O nome é O Sul
José Antônio Silva

O nome é O Sul, mas na verdade o novo diário porto-alegrense não parece ter nenhum rumo definido. Considerando-se o número de colunas – e colunistas, de Rio e São Paulo –, em suas páginas, há quem sugira uma mudança de nome. O Centro, talvez.

Brincadeira à parte, é impossível não amargar uma boa dose de decepção com o jornal, embora a situação da imprensa no Rio Grande do Sul das últimas décadas ensine a não esperar muito.

O que se vê no primeiro veículo impresso da Rede Pampa de Comunicação?
Um jornal bonito: viva às cores e às fotos abertas! Mas morno, requentado pelo excesso de colunas afastadas da realidade do Estado e pela total falta de opinião local. Nem um bom, analítico e opinativo editorial (seja qual for a opinião) o jornal arrisca. O que se lê sob a cartola "Editorial", em sua página dois, é um bilhete de poucas linhas ao leitor.

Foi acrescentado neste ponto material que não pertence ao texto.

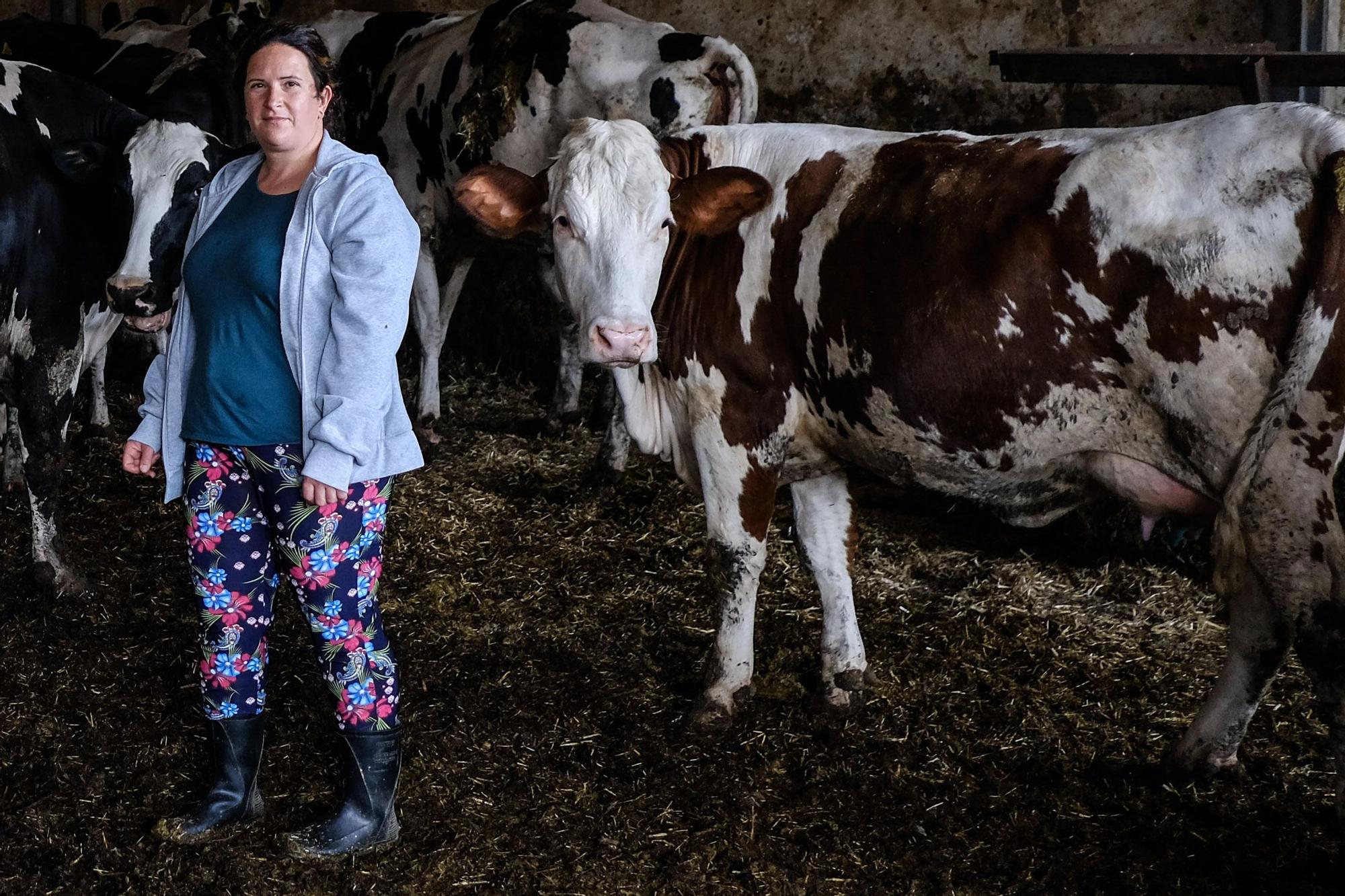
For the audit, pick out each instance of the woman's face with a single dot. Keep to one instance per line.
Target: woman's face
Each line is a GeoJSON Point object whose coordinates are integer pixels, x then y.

Com uma bonita casca, não se pode dizer que ele não seja ousado: além de botar ponto nos títulos, vai à luta sem chargista, sem colunista e dá-se ao luxo de, num Estado de forte economia e tradição agropecuária, não contar com bom noticiário do setor primário. Até as tiras de quadrinhos são – todas – importadas, como se não tivéssemos no Brasil e no próprio Rio Grande do Sul artistas de primeira qualidade no setor.

A formatação de custos do jornal parece ter obedecido, mais uma vez (remember Correio do Povo), a critérios de barateamento da mão-de-obra. A Pampa divulgou um investimento de aproximadamente R$ 12 milhões – mas a julgar pelo nível salarial oferecido a seus jornalistas, a compra e instalação do parque gráfico deve ter absorvido a maior parte da grana.

Para a categoria jornalística, fica a contradição: ao mesmo tempo em que deve saudar ao novo diário por existir, ampliar a "democratização da informação" e o mercado de trabalho, é obrigatório reconhecer que trata-se de um jornal recente com um salário (piso) velho e, sejamos realistas, irrisório.

Parênteses: o piso salarial dos jornalistas gaúchos, há anos, não consegue ter elevação, podendo ser considerado, hoje em dia, como um "bico". Assim, boa parte dos profissionais da imprensa gaudéria é obrigada a dividir-se entre dois ou mais empregos para se sustentar com um mínimo de dignidade. Nossa imprensa quer ser grande, se possível ombreando-se, em importância, com os grandes jornais de São Paulo, Rio, Brasília. Mas, ao contrário deles – e deve-se reconhecer que a Zero Hora é uma exceção positiva, nesse caso – não valoriza com remuneração justa os seus profissionais.

O resultado disso, sem qualquer demérito para os profissionais que lá trabalham e procuram fazer o melhor, é que faltam ao O Sul grandes nomes ("para somar", como diria um jogador de futebol que chega a uma equipe formada), que poderiam fazer a diferença na reportagem, na charge, na crônica, no colunismo.

Cultura? Seu segundo caderno ("Magazine") mostra-se voltado apenas para o lado mais fútil da área. São fotos abertas da "modelo-e-atriz" da hora, coluna social, moda, fofocas de estrelas da TV e do cinema. Um lançamento de livro? Um comentário crítico sobre música, teatro, artes plásticas? Uma entrevista consistente com um escritor? Crítica de cinema? Uma crônica (local!)? Nem pensar. Para O Sul, caderno de cultura parece ser apenas sinônimo de frivolidade.

Nem tudo está perdido – ainda. O jornal é novo e afirma ter fôlego para manter-se, garantido pela rede de segurança das rádios e TVs que compõem a Pampa. Mas, se pretende de fato marcar presença, tem que investir, sim, em material humano, e pagar por isso. Se insistir no barateamento das colunas compradas a preço de banana podre no centro do País – com tantos profissionais de primeira linha à disposição no mercado local – corre o risco de não ter identidade. E, como disse um jornalista atento, pode virar apenas uma taxação de luxo.